Processo de solicitação, avaliação de risco e exceções

Para impedir o surgimento de iniciativas paralelas sem controle institucional, a política deve prescrever o fluxo exato para homologação de novos casos de uso. Esse processo se inicia com o registro da demanda pela equipe interessada, contendo a finalidade pretendida, os tipos de dados processados e os fornecedores envolvidos.
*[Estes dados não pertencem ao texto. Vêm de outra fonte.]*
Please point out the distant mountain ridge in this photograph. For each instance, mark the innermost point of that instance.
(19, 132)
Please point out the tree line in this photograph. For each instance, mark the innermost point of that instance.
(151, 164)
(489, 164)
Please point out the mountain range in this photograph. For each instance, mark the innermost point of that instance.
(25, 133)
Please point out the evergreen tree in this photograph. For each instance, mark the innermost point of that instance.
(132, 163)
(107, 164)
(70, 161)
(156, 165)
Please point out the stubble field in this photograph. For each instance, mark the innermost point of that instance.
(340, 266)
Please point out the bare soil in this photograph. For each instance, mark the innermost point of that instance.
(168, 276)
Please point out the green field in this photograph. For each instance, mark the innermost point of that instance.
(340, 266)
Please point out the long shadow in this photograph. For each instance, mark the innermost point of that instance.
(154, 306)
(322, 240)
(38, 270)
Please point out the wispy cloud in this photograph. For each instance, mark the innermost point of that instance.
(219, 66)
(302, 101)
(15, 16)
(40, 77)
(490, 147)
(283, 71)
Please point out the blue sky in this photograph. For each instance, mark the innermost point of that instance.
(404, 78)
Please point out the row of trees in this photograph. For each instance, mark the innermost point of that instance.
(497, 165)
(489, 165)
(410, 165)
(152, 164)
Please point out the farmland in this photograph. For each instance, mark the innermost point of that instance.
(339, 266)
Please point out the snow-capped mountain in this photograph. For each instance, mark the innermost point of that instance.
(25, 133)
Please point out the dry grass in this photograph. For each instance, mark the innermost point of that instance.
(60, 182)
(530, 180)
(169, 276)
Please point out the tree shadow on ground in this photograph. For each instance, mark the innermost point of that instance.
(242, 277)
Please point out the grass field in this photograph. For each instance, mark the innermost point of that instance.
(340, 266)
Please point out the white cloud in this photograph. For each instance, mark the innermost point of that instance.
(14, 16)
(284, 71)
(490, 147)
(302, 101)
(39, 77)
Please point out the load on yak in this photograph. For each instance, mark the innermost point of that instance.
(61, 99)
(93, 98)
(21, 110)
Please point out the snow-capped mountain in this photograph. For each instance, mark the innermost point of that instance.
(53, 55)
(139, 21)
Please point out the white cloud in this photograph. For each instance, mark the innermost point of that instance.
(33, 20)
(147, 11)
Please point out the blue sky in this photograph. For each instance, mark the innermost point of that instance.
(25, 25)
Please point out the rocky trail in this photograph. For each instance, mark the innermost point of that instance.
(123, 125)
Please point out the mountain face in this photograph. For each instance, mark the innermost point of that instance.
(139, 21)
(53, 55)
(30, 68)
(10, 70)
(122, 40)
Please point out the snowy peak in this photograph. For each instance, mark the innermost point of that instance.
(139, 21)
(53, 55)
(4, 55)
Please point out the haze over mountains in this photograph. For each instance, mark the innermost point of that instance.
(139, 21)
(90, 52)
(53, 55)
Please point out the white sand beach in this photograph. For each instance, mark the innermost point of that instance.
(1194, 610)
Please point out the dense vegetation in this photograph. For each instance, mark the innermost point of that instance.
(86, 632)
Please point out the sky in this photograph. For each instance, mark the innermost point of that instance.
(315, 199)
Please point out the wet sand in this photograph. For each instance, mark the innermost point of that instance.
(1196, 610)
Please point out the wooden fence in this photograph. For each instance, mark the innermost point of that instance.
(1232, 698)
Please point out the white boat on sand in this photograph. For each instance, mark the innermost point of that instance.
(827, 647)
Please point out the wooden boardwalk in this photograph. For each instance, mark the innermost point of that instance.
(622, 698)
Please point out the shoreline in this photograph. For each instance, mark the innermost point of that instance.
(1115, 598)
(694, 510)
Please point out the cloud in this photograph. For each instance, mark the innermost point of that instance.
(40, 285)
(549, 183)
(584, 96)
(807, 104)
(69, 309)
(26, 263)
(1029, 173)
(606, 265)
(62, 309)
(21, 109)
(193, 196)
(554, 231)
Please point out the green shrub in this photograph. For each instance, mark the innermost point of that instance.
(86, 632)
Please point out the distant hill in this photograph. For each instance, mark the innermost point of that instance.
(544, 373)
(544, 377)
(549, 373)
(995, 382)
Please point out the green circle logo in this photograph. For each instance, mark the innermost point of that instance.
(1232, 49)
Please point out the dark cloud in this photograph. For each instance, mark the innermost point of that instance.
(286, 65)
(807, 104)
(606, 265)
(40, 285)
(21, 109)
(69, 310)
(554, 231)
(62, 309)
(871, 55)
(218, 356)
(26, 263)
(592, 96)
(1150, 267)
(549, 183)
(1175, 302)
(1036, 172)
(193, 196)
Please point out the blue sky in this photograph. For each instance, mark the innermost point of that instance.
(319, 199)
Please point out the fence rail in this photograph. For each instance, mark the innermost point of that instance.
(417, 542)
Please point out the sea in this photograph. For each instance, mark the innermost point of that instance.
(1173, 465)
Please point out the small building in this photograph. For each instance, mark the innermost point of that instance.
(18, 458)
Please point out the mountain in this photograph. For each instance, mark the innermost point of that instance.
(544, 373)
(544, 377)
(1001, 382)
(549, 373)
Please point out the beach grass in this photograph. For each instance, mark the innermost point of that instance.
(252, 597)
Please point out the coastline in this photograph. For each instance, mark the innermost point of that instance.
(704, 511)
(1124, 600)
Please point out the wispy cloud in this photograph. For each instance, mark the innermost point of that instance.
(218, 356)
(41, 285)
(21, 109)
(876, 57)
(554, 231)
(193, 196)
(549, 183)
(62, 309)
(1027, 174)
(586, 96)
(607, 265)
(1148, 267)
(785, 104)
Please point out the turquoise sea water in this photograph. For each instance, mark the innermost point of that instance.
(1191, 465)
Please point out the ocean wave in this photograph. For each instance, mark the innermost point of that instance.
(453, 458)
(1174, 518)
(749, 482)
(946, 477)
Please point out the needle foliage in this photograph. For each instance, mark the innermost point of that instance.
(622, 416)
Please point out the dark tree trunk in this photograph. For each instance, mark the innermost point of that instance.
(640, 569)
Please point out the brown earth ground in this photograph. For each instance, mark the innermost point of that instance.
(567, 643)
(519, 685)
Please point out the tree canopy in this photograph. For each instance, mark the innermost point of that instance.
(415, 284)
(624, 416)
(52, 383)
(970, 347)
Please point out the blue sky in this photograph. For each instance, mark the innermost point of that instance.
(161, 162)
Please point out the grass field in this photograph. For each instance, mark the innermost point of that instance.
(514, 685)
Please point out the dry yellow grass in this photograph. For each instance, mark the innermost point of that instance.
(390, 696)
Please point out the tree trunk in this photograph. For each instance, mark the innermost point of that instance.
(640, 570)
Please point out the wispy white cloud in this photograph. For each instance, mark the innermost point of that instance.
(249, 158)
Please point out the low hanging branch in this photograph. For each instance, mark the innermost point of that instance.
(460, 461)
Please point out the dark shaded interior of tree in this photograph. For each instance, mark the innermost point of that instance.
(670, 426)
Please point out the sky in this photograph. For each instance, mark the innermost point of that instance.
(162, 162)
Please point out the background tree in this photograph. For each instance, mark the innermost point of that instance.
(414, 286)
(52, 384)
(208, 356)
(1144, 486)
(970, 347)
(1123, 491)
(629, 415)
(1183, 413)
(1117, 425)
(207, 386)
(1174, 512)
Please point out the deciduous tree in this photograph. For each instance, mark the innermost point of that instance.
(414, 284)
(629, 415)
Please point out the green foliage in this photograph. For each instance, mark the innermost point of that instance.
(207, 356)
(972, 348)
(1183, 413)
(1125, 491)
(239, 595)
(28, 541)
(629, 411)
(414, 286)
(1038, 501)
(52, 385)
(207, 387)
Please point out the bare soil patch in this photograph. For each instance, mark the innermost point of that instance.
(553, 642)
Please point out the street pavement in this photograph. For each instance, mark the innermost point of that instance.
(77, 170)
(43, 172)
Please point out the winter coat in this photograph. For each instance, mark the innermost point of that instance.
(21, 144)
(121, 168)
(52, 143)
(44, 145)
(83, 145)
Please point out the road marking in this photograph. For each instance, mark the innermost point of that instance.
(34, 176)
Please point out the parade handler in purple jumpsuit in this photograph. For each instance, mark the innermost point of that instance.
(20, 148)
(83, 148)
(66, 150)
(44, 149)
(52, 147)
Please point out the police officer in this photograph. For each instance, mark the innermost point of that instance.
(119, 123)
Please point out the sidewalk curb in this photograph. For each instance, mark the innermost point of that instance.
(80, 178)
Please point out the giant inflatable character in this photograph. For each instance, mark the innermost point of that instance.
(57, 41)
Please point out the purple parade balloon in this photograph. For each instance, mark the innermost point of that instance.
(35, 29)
Quando um requisito de negócio não se enquadrar nas regras padrão, a política precisa prever um rito formal de exceção. A exceção não deve ser concedida de forma verbal ou genérica: exige delimitação temporal, assinatura da liderança responsável pelo risco associado e imposição de controles compensatórios documentados, como anonimização prévia de entradas ou isolamento de rede.

  • Formulário padronizado de solicitação com descrição do caso de uso e volume de dados.
  • Avaliação preliminar de impacto à privacidade e à segurança cibernética.
  • Definição formal de controles compensatórios para aprovações condicionadas.
  • Registro da exceção em repositório central com data obrigatória de expiração e reavaliação.

Gestão de evidências, auditoria e revisão periódica

A validade prática de uma política repousa na capacidade da organização de comprovar que suas cláusulas são cumpridas. Isso demanda a geração e custódia de evidências de conformidade, incluindo termos de ciência assinados por colaboradores, registros de auditoria das ferramentas homologadas, relatórios de teste de modelos e pareceres jurídicos emitidos durante as avaliações de risco.

O documento deve ter vigência condicionada a revisões programadas e a gatilhos conjunturais. Alterações nos termos de serviço de plataformas contratadas, incidentes de segurança cibernética relevantes, novas diretrizes de órgãos reguladores ou a evolução da legislação nacional sobre inteligência artificial tornam mandatória a atualização antecipada da política.

Perguntas frequentes

Qual é a relação entre a política de uso de IA e a LGPD?

A política de uso de IA materializa os princípios da LGPD na operação cotidiana com algoritmos. Ela define quais bases legais autorizam o tratamento de dados pessoais em sistemas preditivos ou generativos, prevê medidas de minimização e garante que o titular possa requisitar revisão humana em decisões tomadas com apoio tecnológico.

Como a política deve tratar ferramentas gratuitas ou públicas de IA?

A política deve estabelecer que termos de uso gratuitos que utilizem os dados de entrada para retreinamento de modelos são incompatíveis com o tráfego de dados corporativos ou confidenciais. Recomenda-se vedar o envio de qualquer informação interna a essas versões ou restringir o acesso apenas a soluções contratadas sob termos de confidencialidade empresarial.

Quem deve assinar ou aprovar uma exceção às regras da política?

A concessão de exceções deve exigir a assinatura conjunta do gestor da área demandante, que assume o risco do processo de negócio, e de uma autoridade técnica ou jurídica, como o Encarregado de Proteção de Dados ou o Diretor de Segurança da Informação. O registro precisa ficar formalizado em sistema de governança.

Com que frequência a política de uso de IA deve ser atualizada?

O documento deve prever um ciclo regular de revisão anual, além de revisões extraordinárias acionadas por marcos externos ou internos. Esses gatilhos incluem mudanças substanciais em legislações aplicáveis, adoção de novas arquiteturas de IA pela empresa ou identificação de falhas e incidentes durante auditorias internas.